Verbraucherschützer fordern drastische Reformen: Strom und Gas könnten viel günstiger werden
zuletzt aktualisiert: 18.10.2009 - 17:35München/Essen/Düsseldorf (RPO). Die Kosten für Energie können nach Einschätzung des Bundesverbands der Verbraucherzentralen viel billiger werden. Der Verband sieht noch jede Menge Spielraum für Entlastungen. Man müsse nur mehr Wettbewerb zwischen den Betreibern anfachen. Dieser läuft aber langsam an. Vor wenigen Wochen hatte die Bundesnetzagentur bekanntgegeben, dass sich 2008 350.000 Gaskunden einen neuen Gasversorger gesucht hätten (dreimal so viele wie im Vorjahr).
Wie das Nachrichtenmagazin "Focus" berichtet, fordert der Verband in einem Positionspapier für die Koalitionsverhandlungen die Bundesregierung zu Reformen auf. "Wenn man den gesamten Energiemarkt auf Wettbewerb trimmt, sind einige Milliarden Euro Entlastung jährlich möglich", schrieb Verbandsexperte Holger Krawinkel.
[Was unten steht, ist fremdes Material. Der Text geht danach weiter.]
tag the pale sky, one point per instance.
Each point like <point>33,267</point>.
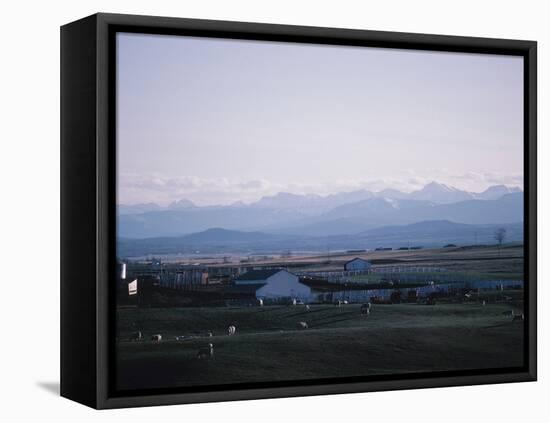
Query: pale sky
<point>218,121</point>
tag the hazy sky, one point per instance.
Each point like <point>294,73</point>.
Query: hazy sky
<point>217,121</point>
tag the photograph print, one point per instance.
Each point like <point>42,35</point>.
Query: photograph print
<point>293,212</point>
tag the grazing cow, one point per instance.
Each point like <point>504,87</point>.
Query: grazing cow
<point>136,336</point>
<point>365,309</point>
<point>206,351</point>
<point>518,317</point>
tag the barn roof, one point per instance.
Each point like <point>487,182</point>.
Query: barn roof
<point>243,289</point>
<point>258,275</point>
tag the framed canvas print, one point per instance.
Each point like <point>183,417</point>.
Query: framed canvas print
<point>256,211</point>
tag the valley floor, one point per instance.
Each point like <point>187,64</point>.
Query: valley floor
<point>339,342</point>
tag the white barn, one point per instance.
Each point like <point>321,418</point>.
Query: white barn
<point>274,284</point>
<point>357,264</point>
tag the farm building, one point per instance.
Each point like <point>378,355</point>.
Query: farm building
<point>273,284</point>
<point>357,264</point>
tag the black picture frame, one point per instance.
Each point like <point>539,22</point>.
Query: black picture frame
<point>88,213</point>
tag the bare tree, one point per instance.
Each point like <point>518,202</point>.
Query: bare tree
<point>500,236</point>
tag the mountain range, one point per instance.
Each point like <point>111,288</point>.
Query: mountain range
<point>320,216</point>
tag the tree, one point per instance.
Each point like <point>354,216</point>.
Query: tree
<point>500,236</point>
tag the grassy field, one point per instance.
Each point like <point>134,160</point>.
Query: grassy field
<point>339,342</point>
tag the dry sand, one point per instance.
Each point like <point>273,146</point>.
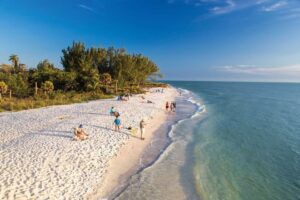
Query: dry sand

Allein die Kürzung der Solarförderung um 30 Prozent brächte eine Entlastung der Stromkunden um 500 bis 750 Millionen Euro pro Jahr. Dazu gehöre auch, "dass die Regierung die beiden Branchenführer Eon und RWE in ihrer Marktmacht beschränkt". Sie sollten nur noch je maximal 15 Prozent des gesamten Stroms in Deutschlands produzieren dürfen. Im Zweifelsfall müssten sie zur Abgabe von Kraftwerkskapazität gezwungen werden, forderte Krawinkel.
Bundesnetzagentur stellt Monitoring-Bericht vor
In einem neuen Monitoring-Bericht stellte die Netzagentur "weitreichende strukturelle Änderungen" im Gasmarkt fest. "Das Jahr 2009 war ein Jahr des Umbruchs", erklärte Behördenchef Matthias Kurth. Die Vorgaben seines Hauses für mehr Wettbewerb unter den Anbietern hätten den Wechsel deutlich vereinfacht.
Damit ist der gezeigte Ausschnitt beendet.